The condition for co linearity of three points $\left(x_{1}, y_{1}\right),\left(x_{2}, y_{2}\right)$ and $\left(x_{3}, y_{3}\right)$ is that the area enclosed by them should be equal to 0 .
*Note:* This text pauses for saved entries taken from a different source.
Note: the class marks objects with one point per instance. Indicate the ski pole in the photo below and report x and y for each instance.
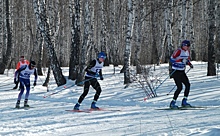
(82, 82)
(163, 82)
(175, 85)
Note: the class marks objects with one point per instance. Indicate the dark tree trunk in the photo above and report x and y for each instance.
(75, 43)
(211, 41)
(6, 57)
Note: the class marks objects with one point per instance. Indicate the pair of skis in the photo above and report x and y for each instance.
(185, 108)
(91, 110)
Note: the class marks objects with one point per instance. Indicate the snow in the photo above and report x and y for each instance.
(136, 118)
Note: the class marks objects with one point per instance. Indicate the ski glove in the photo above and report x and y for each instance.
(15, 81)
(91, 72)
(191, 66)
(184, 61)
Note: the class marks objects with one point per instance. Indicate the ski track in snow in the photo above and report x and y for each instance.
(136, 118)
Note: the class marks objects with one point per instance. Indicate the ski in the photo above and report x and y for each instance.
(25, 108)
(85, 111)
(103, 109)
(185, 108)
(91, 110)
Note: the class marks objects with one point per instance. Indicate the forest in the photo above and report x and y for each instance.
(70, 33)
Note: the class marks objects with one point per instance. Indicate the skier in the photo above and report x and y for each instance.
(22, 62)
(93, 70)
(24, 74)
(179, 59)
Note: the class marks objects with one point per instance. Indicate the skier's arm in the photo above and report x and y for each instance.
(175, 55)
(88, 68)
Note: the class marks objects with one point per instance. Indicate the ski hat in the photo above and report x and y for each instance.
(21, 57)
(186, 43)
(102, 55)
(32, 63)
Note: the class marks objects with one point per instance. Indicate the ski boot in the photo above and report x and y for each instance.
(17, 104)
(173, 104)
(26, 104)
(184, 103)
(93, 106)
(76, 107)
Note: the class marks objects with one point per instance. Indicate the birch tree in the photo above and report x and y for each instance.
(211, 42)
(44, 28)
(1, 28)
(84, 47)
(139, 10)
(218, 34)
(7, 55)
(127, 53)
(75, 38)
(191, 30)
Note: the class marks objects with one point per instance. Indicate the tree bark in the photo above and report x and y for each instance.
(44, 28)
(7, 55)
(211, 42)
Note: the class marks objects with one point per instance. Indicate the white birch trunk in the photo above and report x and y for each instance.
(191, 30)
(84, 48)
(1, 28)
(127, 53)
(212, 35)
(169, 19)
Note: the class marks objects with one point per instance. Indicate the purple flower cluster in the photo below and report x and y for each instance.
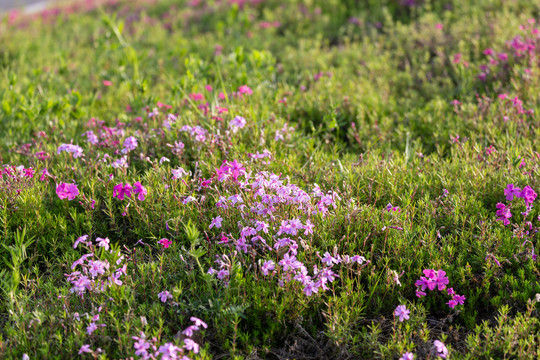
(267, 234)
(121, 191)
(437, 280)
(147, 348)
(95, 274)
(76, 150)
(511, 192)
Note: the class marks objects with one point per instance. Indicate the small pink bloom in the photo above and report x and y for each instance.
(165, 243)
(69, 191)
(164, 296)
(140, 190)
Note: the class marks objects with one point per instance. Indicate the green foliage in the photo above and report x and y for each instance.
(362, 94)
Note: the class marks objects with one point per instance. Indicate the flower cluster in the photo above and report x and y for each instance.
(122, 191)
(67, 191)
(148, 349)
(511, 192)
(96, 274)
(76, 150)
(267, 234)
(437, 280)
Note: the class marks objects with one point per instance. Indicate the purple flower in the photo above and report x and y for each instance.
(216, 222)
(442, 351)
(402, 312)
(503, 214)
(164, 296)
(85, 349)
(407, 356)
(68, 191)
(191, 345)
(441, 280)
(528, 195)
(103, 242)
(120, 191)
(511, 191)
(237, 123)
(198, 322)
(76, 150)
(267, 267)
(140, 190)
(129, 144)
(178, 173)
(169, 351)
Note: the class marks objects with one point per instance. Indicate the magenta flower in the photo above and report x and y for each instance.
(503, 214)
(198, 322)
(402, 312)
(442, 351)
(407, 356)
(68, 191)
(511, 191)
(191, 345)
(528, 195)
(120, 191)
(164, 296)
(140, 190)
(244, 89)
(103, 242)
(216, 222)
(85, 349)
(441, 280)
(130, 144)
(237, 123)
(165, 242)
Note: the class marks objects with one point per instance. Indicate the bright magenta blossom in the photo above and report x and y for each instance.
(120, 191)
(140, 190)
(68, 191)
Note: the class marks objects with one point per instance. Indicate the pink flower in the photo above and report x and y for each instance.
(198, 322)
(442, 351)
(165, 242)
(141, 190)
(68, 191)
(441, 280)
(130, 144)
(244, 89)
(407, 356)
(511, 191)
(164, 296)
(120, 191)
(528, 195)
(216, 222)
(237, 123)
(191, 345)
(267, 267)
(85, 349)
(103, 242)
(402, 312)
(503, 214)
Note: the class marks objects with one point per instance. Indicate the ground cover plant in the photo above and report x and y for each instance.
(270, 179)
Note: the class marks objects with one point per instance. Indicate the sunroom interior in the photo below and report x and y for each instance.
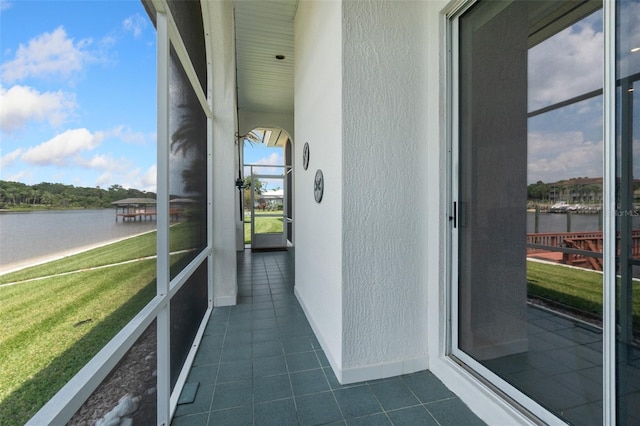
(393, 298)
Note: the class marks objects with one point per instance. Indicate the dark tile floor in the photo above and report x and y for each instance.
(562, 369)
(259, 363)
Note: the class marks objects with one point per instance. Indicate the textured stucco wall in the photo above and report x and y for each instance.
(318, 121)
(384, 188)
(225, 214)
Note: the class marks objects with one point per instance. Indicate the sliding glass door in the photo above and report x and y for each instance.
(530, 200)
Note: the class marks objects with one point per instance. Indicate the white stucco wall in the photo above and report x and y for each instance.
(318, 121)
(225, 204)
(384, 183)
(249, 120)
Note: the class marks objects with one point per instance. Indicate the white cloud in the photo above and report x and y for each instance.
(21, 104)
(563, 155)
(10, 158)
(566, 65)
(135, 24)
(63, 148)
(22, 176)
(48, 54)
(148, 181)
(127, 135)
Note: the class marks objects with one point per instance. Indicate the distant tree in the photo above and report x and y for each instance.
(538, 191)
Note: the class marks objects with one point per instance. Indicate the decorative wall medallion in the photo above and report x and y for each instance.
(318, 186)
(305, 155)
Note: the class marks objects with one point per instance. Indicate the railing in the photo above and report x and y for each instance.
(583, 249)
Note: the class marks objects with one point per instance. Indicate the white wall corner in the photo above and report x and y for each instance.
(224, 301)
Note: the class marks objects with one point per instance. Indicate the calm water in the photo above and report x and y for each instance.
(30, 237)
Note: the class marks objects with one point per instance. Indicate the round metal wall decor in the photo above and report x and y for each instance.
(305, 155)
(318, 186)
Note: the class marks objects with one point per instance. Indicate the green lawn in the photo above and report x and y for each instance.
(52, 327)
(264, 225)
(578, 288)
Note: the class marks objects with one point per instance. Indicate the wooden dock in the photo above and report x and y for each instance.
(582, 249)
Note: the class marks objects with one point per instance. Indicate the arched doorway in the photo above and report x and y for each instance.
(267, 197)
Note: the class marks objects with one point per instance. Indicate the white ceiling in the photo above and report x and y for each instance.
(264, 29)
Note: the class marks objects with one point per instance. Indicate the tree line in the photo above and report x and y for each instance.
(45, 195)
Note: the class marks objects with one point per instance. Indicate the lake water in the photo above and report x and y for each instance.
(31, 237)
(27, 238)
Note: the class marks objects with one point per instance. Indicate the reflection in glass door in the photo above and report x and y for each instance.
(269, 207)
(627, 212)
(528, 193)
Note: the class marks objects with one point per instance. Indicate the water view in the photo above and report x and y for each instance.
(32, 237)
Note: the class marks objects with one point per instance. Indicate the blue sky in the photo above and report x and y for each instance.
(78, 94)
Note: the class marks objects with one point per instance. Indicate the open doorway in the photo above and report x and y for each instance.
(267, 201)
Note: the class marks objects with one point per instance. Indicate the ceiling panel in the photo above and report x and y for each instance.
(264, 29)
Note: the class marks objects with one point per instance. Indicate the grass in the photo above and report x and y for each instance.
(577, 288)
(264, 225)
(52, 327)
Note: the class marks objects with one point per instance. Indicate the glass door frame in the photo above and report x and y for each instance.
(283, 241)
(452, 139)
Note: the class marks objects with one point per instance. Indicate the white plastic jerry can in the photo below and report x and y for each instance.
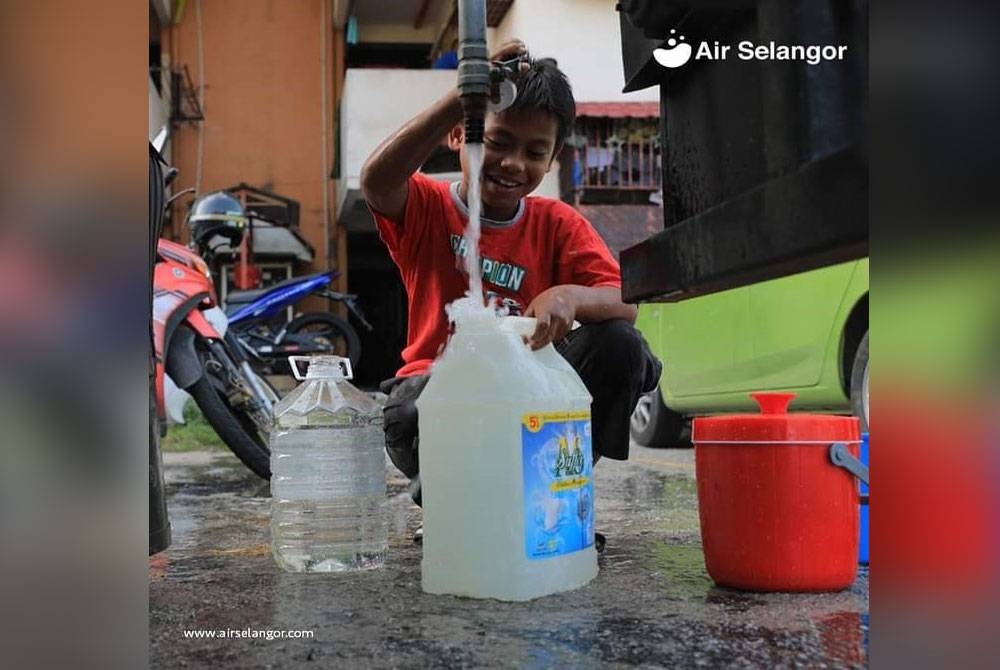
(506, 467)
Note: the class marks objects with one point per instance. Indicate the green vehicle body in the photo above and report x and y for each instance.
(798, 333)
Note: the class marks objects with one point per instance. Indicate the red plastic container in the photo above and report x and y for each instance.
(776, 513)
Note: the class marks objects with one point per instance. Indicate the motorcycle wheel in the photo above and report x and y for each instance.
(236, 428)
(342, 337)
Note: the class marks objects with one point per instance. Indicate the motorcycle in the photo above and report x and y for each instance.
(257, 318)
(203, 361)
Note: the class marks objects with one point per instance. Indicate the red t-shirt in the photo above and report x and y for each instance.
(546, 244)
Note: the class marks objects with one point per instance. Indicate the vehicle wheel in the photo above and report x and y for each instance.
(859, 383)
(237, 429)
(343, 339)
(653, 424)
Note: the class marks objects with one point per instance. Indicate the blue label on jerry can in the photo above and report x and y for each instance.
(558, 483)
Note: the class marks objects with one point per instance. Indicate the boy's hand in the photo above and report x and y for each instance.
(555, 311)
(513, 48)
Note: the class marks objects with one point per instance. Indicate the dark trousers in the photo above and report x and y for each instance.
(612, 359)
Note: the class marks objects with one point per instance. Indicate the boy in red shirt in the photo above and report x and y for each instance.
(539, 256)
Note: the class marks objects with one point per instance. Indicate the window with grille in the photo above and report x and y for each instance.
(616, 159)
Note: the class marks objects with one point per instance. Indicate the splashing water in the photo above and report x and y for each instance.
(476, 155)
(471, 307)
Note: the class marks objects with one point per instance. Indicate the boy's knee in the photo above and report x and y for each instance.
(616, 342)
(613, 353)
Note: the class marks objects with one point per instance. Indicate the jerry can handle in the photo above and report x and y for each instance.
(344, 363)
(840, 456)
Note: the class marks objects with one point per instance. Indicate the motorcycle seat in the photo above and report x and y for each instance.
(241, 298)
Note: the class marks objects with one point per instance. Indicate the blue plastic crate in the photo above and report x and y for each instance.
(863, 545)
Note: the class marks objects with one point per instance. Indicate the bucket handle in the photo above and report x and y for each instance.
(840, 456)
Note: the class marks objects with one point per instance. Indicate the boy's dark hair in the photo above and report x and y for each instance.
(546, 88)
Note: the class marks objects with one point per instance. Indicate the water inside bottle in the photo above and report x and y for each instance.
(328, 476)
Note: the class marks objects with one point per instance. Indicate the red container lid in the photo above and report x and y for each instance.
(774, 425)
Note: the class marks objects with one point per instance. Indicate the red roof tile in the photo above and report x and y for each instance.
(623, 226)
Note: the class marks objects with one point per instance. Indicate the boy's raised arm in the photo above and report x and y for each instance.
(386, 173)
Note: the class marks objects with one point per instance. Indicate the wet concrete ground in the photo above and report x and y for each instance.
(652, 605)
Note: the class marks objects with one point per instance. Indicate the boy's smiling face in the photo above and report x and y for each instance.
(520, 148)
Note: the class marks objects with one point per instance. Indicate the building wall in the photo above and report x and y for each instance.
(376, 102)
(583, 35)
(269, 94)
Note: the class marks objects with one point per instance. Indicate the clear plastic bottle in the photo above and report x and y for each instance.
(327, 473)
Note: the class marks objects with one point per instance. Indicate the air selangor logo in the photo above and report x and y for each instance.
(680, 52)
(676, 55)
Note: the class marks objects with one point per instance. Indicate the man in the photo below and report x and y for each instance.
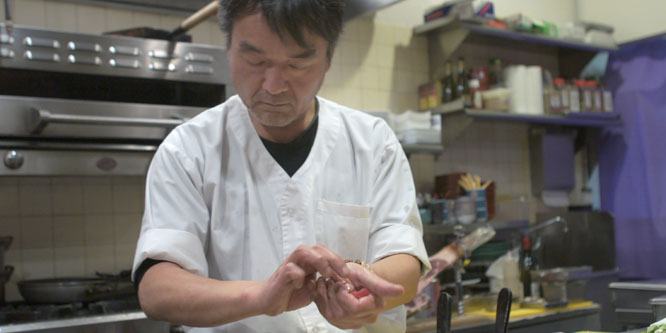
(253, 206)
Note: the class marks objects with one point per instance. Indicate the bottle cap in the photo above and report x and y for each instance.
(527, 243)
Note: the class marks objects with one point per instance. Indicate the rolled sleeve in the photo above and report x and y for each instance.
(176, 217)
(397, 239)
(396, 223)
(179, 247)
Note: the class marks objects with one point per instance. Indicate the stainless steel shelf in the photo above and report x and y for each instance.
(422, 148)
(477, 27)
(456, 118)
(84, 321)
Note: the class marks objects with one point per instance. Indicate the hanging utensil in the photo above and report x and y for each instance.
(503, 311)
(444, 313)
(177, 34)
(8, 17)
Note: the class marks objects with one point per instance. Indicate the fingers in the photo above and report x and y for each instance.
(360, 307)
(321, 259)
(294, 275)
(376, 285)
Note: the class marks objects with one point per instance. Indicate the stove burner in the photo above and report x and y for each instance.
(19, 312)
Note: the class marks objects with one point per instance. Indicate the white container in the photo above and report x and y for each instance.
(511, 274)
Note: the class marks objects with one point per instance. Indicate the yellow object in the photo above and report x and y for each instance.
(517, 312)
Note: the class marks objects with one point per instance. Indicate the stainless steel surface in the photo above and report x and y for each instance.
(53, 325)
(631, 300)
(79, 104)
(39, 119)
(106, 119)
(659, 307)
(13, 160)
(590, 241)
(40, 49)
(81, 163)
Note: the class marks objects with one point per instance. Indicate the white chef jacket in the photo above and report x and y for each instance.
(220, 206)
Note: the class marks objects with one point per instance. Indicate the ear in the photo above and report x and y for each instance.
(329, 60)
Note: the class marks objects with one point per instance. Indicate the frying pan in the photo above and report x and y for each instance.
(177, 34)
(70, 290)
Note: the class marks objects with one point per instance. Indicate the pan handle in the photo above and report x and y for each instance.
(196, 18)
(39, 119)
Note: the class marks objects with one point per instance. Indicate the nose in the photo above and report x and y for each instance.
(275, 80)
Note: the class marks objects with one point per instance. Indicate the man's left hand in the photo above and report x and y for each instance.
(343, 309)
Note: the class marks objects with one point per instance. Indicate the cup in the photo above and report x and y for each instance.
(479, 196)
(465, 210)
(441, 212)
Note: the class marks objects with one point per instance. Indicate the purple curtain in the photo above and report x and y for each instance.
(632, 164)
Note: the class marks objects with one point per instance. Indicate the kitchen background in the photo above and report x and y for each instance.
(71, 226)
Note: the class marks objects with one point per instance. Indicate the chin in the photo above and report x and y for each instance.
(270, 119)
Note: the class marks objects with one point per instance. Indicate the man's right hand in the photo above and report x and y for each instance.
(292, 286)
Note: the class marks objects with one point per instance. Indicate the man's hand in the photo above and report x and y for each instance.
(352, 310)
(292, 286)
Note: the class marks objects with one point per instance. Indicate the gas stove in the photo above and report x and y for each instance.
(19, 312)
(110, 315)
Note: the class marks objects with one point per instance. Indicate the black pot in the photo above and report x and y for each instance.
(70, 290)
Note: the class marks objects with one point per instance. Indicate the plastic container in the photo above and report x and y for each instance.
(574, 96)
(511, 275)
(597, 95)
(465, 210)
(479, 196)
(563, 91)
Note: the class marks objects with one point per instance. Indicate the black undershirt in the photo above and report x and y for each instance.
(290, 156)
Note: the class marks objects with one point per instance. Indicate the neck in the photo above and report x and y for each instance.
(287, 133)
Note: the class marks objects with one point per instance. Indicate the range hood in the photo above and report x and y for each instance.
(355, 8)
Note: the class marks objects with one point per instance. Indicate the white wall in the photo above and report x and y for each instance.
(410, 12)
(631, 19)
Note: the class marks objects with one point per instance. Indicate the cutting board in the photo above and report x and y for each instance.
(429, 324)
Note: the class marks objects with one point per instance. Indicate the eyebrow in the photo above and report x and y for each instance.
(247, 47)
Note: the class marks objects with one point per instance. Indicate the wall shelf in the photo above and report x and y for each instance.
(456, 118)
(476, 26)
(449, 38)
(422, 148)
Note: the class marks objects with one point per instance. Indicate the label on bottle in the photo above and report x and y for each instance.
(535, 290)
(587, 101)
(574, 100)
(564, 97)
(597, 101)
(608, 101)
(555, 103)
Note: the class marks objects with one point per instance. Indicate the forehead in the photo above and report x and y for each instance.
(255, 29)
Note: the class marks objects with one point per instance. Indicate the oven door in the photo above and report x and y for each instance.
(58, 137)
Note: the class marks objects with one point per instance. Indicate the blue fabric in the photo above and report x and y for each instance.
(632, 166)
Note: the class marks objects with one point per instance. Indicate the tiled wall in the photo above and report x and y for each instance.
(76, 226)
(69, 226)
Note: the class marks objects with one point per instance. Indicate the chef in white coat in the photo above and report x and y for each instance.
(280, 211)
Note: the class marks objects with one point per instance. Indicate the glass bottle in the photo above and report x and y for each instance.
(528, 264)
(495, 73)
(563, 91)
(462, 86)
(447, 84)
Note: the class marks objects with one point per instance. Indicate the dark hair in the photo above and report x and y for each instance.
(293, 17)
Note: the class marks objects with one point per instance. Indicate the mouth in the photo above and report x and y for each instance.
(275, 105)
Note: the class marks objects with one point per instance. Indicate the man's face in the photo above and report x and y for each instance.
(277, 79)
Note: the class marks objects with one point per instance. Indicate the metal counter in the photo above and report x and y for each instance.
(121, 322)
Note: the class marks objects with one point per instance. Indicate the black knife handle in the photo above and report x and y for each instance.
(444, 313)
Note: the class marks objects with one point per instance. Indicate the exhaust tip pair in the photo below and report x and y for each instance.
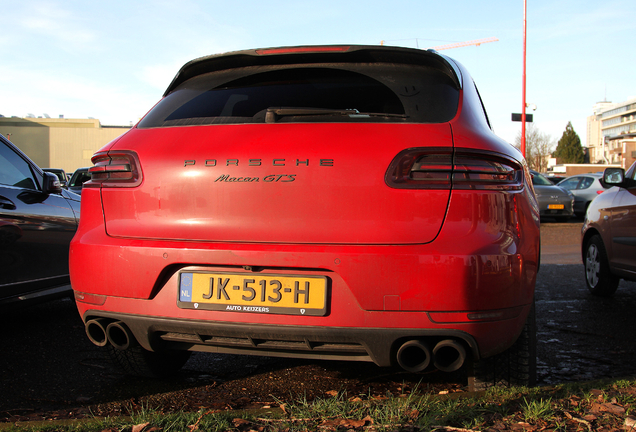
(102, 331)
(415, 355)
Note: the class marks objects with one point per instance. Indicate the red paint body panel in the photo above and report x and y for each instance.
(399, 263)
(190, 195)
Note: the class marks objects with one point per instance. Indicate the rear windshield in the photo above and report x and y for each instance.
(338, 93)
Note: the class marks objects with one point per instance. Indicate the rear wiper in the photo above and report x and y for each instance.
(272, 114)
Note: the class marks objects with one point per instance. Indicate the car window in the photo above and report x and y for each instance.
(15, 171)
(586, 182)
(539, 180)
(390, 93)
(79, 178)
(570, 184)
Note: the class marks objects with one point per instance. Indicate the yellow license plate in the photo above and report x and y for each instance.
(258, 293)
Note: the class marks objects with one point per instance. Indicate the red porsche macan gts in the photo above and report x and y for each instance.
(328, 202)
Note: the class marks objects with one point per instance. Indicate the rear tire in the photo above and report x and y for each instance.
(517, 366)
(135, 360)
(600, 281)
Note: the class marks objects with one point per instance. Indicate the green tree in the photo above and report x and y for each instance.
(569, 149)
(538, 147)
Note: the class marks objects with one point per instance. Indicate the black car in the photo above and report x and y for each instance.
(60, 173)
(37, 222)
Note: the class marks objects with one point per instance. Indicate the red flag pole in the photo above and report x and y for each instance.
(523, 91)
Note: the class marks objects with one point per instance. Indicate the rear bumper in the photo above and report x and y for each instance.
(474, 283)
(378, 345)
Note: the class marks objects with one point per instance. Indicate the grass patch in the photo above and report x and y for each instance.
(572, 407)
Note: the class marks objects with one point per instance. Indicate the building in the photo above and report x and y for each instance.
(59, 142)
(611, 133)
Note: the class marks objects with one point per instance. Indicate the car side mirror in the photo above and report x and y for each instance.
(51, 184)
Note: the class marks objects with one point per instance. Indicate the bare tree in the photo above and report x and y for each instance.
(539, 147)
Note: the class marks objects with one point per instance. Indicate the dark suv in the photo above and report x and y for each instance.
(609, 233)
(37, 221)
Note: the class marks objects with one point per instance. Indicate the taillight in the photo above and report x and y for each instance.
(447, 168)
(115, 169)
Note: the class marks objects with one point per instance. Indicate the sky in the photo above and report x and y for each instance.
(113, 60)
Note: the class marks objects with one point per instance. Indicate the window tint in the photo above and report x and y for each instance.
(586, 182)
(375, 93)
(15, 171)
(570, 184)
(79, 178)
(538, 179)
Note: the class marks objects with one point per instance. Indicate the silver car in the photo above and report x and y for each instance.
(584, 187)
(554, 202)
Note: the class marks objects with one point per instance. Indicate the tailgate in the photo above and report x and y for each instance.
(276, 183)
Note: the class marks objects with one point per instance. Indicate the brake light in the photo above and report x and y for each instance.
(308, 49)
(446, 168)
(115, 169)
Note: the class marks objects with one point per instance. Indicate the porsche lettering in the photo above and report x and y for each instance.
(279, 162)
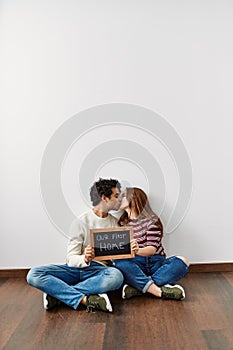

The formula for the area 'A' encompassed by three points $\left(x_{1}, y_{1}\right),\left(x_{2}, y_{2}\right)$ and $\left(x_{1}, y_{3}\right)$ is given by the formula,
$\mathrm{A}=\frac{1}{2}\left|\begin{array}{ll}x_{1}-x_{2} & y_{1}-y_{2} \\ x_{2}-x_{3} & y_{2}-y_{3}\end{array}\right|$
$\mathrm{A}=\frac{1}{2}\left|\left(x_{1}-x_{2}\right)\left(y_{2}-y_{3}\right)-\left(x_{2}-x_{3}\right)\left(y_{1}-y_{2}\right)\right|$
Thus for the three points to be collinear we need to have,
$\frac{1}{2}\left|\left(x_{1}-x_{2}\right)\left(y_{2}-y_{3}\right)-\left(x_{2}-x_{3}\right)\left(y_{1}-y_{2}\right)\right|=0$
$\left|\left(x_{1}-x_{2}\right)\left(y_{2}-y_{3}\right)-\left(x_{2}-x_{3}\right)\left(y_{1}-y_{2}\right)\right|=0$
The area ' $A$ ' encompassed by three points $\left(x_{1}, y_{1}\right),\left(x_{2}, y_{2}\right)$ and $\left(x_{3}, y_{3}\right)$ is also given by the formula,
$\mathrm{A}=\frac{1}{2}\left|x_{1}\left(y_{2}-y_{3}\right)+x_{2}\left(y_{3}-y_{1}\right)+x_{3}\left(y_{1}-y_{2}\right)\right|$
Thus for the three points to be collinear we can also have,
$\frac{1}{2}\left|x_{1}\left(y_{2}-y_{3}\right)+x_{2}\left(y_{3}-y_{1}\right)+x_{3}\left(y_{1}-y_{2}\right)\right|=0$
$x_{1}\left(y_{2}-y_{3}\right)+x_{2}\left(y_{3}-y_{1}\right)+x_{3}\left(y_{1}-y_{2}\right)=0$